After European nations, South and Southeast Asia are quarantining themselves, affecting the exports of US scrap plastic. The once largest overseas destination of US scrap, Malaysia, is now under locks and facing uncertainty in the imports and exports. As per Rakesh Surana, a representative of Gemini Corporation, Malaysian material buyers have limited their purchase of scrap, fearing the possibilities of ports’ closure in the coming weeks.

In January’s assessment, while India came up as the US recovered fiber’s second-largest importer after Malaysia, its ongoing lockdown is giving rise to Malaysia-like trade uncertainties for the US scrap exports. As per Surana, the 21 days long restrictions imposed in the country have caused some significant implications like containers stranding at the ports, and supply chain disturbances due to unavailability of truckers, etc. In his views, the same ambiance of uncertainty is also evident in partially quarantined downstream destinations of the US recyclables, like, Vietnam, Thailand, Taiwan, and South Korea.

In a recent announcement, the Institute of Scrap Recycling Industries (ISRI) mentioned “chaotic market conditions” as one of the significant lockdown impacts in India. As per ISRI, these conditions are particularly visible at the ports where only the import of “critical goods” is allowed. India’s lockdown has disturbed the flow of those commodities, which are deemed as “non-essential” by the government like recovered materials.

China, who seems to have come through the ruination of COVID – 19, has reopened its manufacturing industries.

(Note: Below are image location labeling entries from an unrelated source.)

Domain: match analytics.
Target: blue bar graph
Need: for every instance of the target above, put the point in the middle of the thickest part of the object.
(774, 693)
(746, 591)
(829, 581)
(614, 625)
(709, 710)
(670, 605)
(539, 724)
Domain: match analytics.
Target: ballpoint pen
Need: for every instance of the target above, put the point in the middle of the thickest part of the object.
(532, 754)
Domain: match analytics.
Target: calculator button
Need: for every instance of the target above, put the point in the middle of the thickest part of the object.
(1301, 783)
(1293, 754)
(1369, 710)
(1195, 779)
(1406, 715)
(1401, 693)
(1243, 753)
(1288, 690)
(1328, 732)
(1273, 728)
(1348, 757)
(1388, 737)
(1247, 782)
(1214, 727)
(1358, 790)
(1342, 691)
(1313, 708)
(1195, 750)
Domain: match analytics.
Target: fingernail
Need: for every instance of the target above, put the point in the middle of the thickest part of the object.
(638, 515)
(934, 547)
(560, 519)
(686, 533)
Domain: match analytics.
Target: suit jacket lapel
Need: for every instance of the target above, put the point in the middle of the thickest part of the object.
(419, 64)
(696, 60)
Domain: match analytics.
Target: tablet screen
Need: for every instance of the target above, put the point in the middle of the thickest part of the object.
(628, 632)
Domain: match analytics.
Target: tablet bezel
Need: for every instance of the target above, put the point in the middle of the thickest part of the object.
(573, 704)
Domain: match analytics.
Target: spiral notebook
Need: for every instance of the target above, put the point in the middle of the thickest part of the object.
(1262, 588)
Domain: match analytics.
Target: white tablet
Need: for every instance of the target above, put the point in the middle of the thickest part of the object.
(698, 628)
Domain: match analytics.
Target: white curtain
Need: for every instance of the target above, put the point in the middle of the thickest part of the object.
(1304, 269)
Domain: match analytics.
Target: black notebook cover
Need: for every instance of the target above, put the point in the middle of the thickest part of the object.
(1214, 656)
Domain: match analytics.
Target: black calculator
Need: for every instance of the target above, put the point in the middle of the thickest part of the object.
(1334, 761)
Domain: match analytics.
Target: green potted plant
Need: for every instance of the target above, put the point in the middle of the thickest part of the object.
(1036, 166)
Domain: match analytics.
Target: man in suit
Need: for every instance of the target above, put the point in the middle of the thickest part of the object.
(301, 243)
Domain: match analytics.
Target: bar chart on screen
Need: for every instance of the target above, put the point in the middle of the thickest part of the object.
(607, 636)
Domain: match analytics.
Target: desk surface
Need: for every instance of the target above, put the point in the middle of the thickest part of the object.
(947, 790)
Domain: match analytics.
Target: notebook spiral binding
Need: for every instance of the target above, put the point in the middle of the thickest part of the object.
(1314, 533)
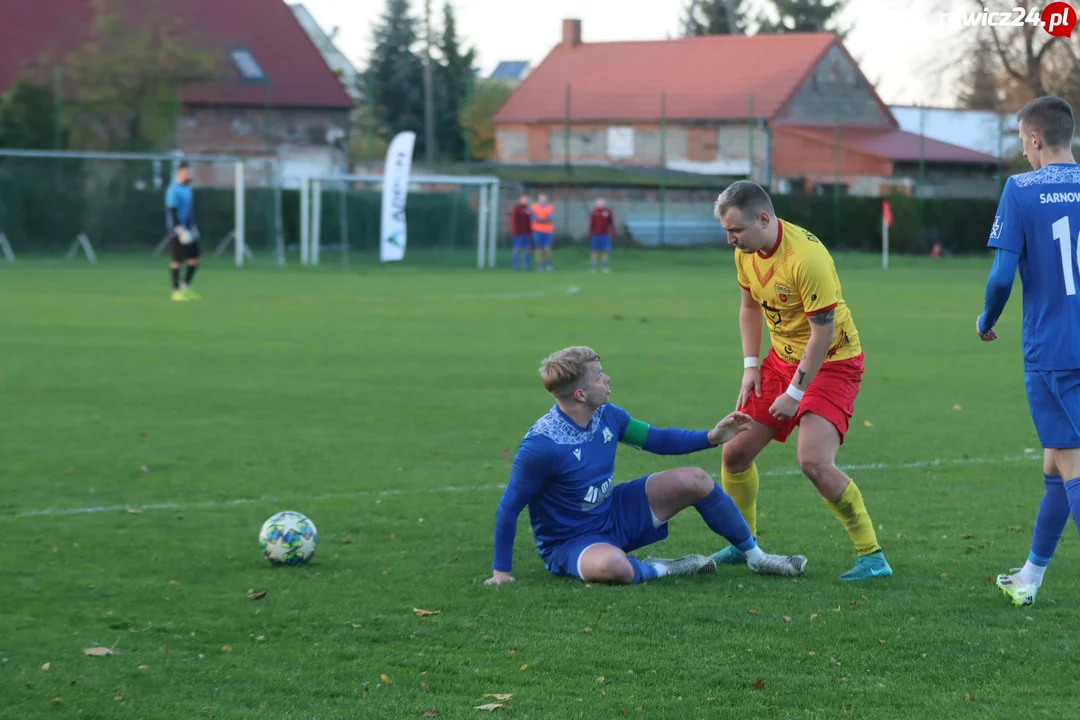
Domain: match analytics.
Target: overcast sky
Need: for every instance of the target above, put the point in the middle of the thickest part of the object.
(901, 45)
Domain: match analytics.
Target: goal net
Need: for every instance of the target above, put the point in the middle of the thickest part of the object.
(89, 205)
(449, 220)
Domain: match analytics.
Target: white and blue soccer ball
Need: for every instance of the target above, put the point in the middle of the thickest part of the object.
(288, 538)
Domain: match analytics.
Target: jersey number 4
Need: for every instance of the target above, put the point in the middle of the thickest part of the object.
(1064, 238)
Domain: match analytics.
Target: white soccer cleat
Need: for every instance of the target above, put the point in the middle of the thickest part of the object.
(786, 566)
(1020, 593)
(688, 565)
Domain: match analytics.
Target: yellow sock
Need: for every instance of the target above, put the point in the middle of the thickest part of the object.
(850, 511)
(742, 488)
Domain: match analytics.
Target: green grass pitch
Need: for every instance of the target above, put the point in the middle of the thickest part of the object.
(386, 404)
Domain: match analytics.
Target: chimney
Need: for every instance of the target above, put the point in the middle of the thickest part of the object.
(571, 32)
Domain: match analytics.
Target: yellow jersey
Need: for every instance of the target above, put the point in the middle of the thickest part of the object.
(793, 282)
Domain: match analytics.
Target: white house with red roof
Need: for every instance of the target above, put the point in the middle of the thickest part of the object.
(277, 92)
(793, 109)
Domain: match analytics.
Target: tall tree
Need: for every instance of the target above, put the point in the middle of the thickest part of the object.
(488, 97)
(979, 87)
(804, 16)
(121, 87)
(715, 17)
(457, 78)
(28, 117)
(395, 76)
(1025, 55)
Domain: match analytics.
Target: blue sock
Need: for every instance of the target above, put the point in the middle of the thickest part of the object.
(1050, 522)
(1072, 491)
(724, 518)
(642, 572)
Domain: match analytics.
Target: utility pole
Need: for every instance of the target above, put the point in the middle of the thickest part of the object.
(429, 100)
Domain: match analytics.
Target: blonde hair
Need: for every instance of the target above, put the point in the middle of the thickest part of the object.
(750, 198)
(564, 371)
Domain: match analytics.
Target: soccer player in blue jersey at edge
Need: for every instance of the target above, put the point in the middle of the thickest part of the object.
(582, 521)
(1036, 230)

However, the impacts of its January and February’s shipping disturbances are still distressing the scrap exports of America. The country might have started operating normally, but its demand for scrap is still low due to its economic slowdown.

According to Surana, the entrapping of several containers in China during the beginning months of 2020 continues to hit the shipping lines with equipment shortages and higher freight rates. The easing of these demand and rate conflicts can be expected, as more and more countries are enacting lockdowns. As per him, coronavirus is rapidly changing the cross-border situations and increasing the trade uncertainties for the US scrap exporters.